“L’anglais ne joue pas du tout un rôle de langue d’unité”

Florentin Vincke
Sois bilingue et tais-toi
3 min readJun 26, 2017

L’anglais occupe une place de choix partout en Belgique, et surtout à Bruxelles, berceau des institutions européennes. La langue de Shakespeare pourrait-elle dès lors devenir un jour langue officielle de la Belgique ? Non, estime le linguiste belge Jean-Marie Klinkenberg, qui la conçoit davantage comme une langue de communication.

Pour Jean-Marie Klinkenberg, “l’anglais joue un rôle de “lingua franca”, de langue de communication”. © Ges-USP

Quels rapports entretiennent les Belges avec l’anglais ?

Jean-Marie Klinkenberg : D’une part, l’anglais sert de langue neutre dans les rapports Flamands-Wallons. Par exemple, à la mer, les gens qui louent des immeubles ont intérêt à leur donner un nom anglais pour ne pas se priver d’une partie de la clientèle. D’autre part, de plus en plus de parents veulent inscrire leurs enfants dans des établissements où ils apprendront l’anglais.

Cette relation va-t-elle évoluer ?

Klinkenberg : L’anglicisme va continuer à se développer dans des civilisations extrêmement urbaines, et la Belgique est un des pays les plus urbanisés qui soit. Pourtant, à plus long terme, l’évolution de la place des langues dans le monde n’est pas tout à fait favorable à l’anglais. Il y a des projections démographiques, économiques, etc. qui indiquent qu’aux alentours de 2050, plus aucune langue n’aura la position monopolistique dont jouit l’anglais aujourd’hui.

Nos langues nationales ont-elles du souci à se faire ?

Klinkenberg : Je pense qu’il y a une sorte de laisser-aller belge, qui fait d’ailleurs partie de l’idée qu’on se fait de la Belgique comme étant un pays pragmatique. Je crois qu’il y a une certaine pente vers la facilité de l’anglais qui est due à ce pragmatisme.

Ce laisser-aller, c’est le néerlandais et le français qui “se font manger” par l’anglais ?

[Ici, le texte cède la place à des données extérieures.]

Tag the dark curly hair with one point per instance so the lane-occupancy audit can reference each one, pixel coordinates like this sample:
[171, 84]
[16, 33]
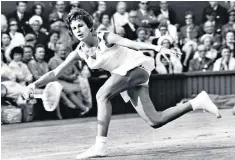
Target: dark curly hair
[79, 14]
[18, 50]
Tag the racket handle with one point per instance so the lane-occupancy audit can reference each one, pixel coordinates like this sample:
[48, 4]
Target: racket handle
[35, 96]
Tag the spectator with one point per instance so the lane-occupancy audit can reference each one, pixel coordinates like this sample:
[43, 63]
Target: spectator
[17, 38]
[105, 23]
[120, 31]
[146, 16]
[163, 30]
[58, 13]
[38, 9]
[231, 23]
[65, 35]
[172, 64]
[6, 72]
[167, 12]
[226, 62]
[211, 53]
[209, 29]
[30, 39]
[51, 45]
[120, 17]
[211, 17]
[101, 8]
[202, 63]
[131, 27]
[171, 29]
[190, 30]
[231, 5]
[229, 40]
[35, 23]
[221, 13]
[21, 16]
[6, 40]
[23, 75]
[4, 23]
[142, 37]
[69, 79]
[28, 54]
[74, 5]
[38, 66]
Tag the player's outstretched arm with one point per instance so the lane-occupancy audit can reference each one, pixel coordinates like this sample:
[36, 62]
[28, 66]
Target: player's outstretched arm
[55, 73]
[116, 39]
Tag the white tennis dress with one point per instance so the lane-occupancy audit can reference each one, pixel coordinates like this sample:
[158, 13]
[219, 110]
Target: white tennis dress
[115, 59]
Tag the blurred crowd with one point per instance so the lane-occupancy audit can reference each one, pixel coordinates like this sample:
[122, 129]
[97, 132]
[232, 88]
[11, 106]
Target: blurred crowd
[33, 43]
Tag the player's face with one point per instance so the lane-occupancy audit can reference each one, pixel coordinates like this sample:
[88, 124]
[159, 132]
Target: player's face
[40, 53]
[80, 29]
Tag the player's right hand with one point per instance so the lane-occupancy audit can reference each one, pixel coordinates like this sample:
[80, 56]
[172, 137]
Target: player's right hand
[28, 91]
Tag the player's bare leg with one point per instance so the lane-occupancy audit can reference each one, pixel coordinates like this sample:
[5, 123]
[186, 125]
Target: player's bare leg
[142, 103]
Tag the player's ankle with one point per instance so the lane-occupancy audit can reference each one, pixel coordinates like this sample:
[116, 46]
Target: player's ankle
[101, 140]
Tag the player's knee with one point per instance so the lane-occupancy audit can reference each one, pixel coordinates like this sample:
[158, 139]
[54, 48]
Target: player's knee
[157, 122]
[101, 96]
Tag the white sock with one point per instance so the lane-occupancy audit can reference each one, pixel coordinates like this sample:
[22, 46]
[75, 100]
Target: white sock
[100, 141]
[194, 102]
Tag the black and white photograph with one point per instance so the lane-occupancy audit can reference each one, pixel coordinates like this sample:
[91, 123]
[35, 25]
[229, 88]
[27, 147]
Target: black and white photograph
[117, 80]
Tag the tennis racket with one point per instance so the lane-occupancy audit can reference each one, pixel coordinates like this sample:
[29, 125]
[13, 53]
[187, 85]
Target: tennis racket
[50, 96]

Klinkenberg : Oui, c’est ça. D’autant plus que les néerlandophones et les francophones ont des attitudes relativement différentes vis-à-vis de l’anglais, mais qui convergent vers un même résultat. Tout d’abord, les flamands sont beaucoup plus branchés que nous sur la culture anglo-saxonne. Ensuite, pour les Belges francophones, c’est la France qui est responsable du français. L’idée que la Belgique ait un quelconque rôle à jouer dans une résistance à l’anglicisation y est donc assez faible.

L’anglais pourrait devenir une langue nationale de la Belgique ?

Klinkenberg : Non, il me semble qu’on n’en prend pas le chemin. Quand je dis que l’anglais est très présent, c’est à titre de langue de travail. Beaucoup de gens sont en contact avec cette langue dans leurs boites, mais quand ils rentrent chez eux, ils parlent français ou néerlandais.

Cette langue “commune” pourrait rapprocher Wallons et Flamands dans un climat séparatiste ?

Klinkenberg : Je ne sais pas si la question d’un séparatisme est liée à la langue. C’est d’abord dû à un impératif économique. L’anglais joue un rôle de lingua franca, de langue de communication, mais pas du tout de langue d’unité ou de sensibilité. Donc, dans la mesure où francophones et flamands ont intérêt à se parler, on en verra de plus en plus communiquer en anglais, c’est évident. Mais ce n’est pas nécessairement un phénomène qui va avoir une répercussion sur la constitution de la Belgique.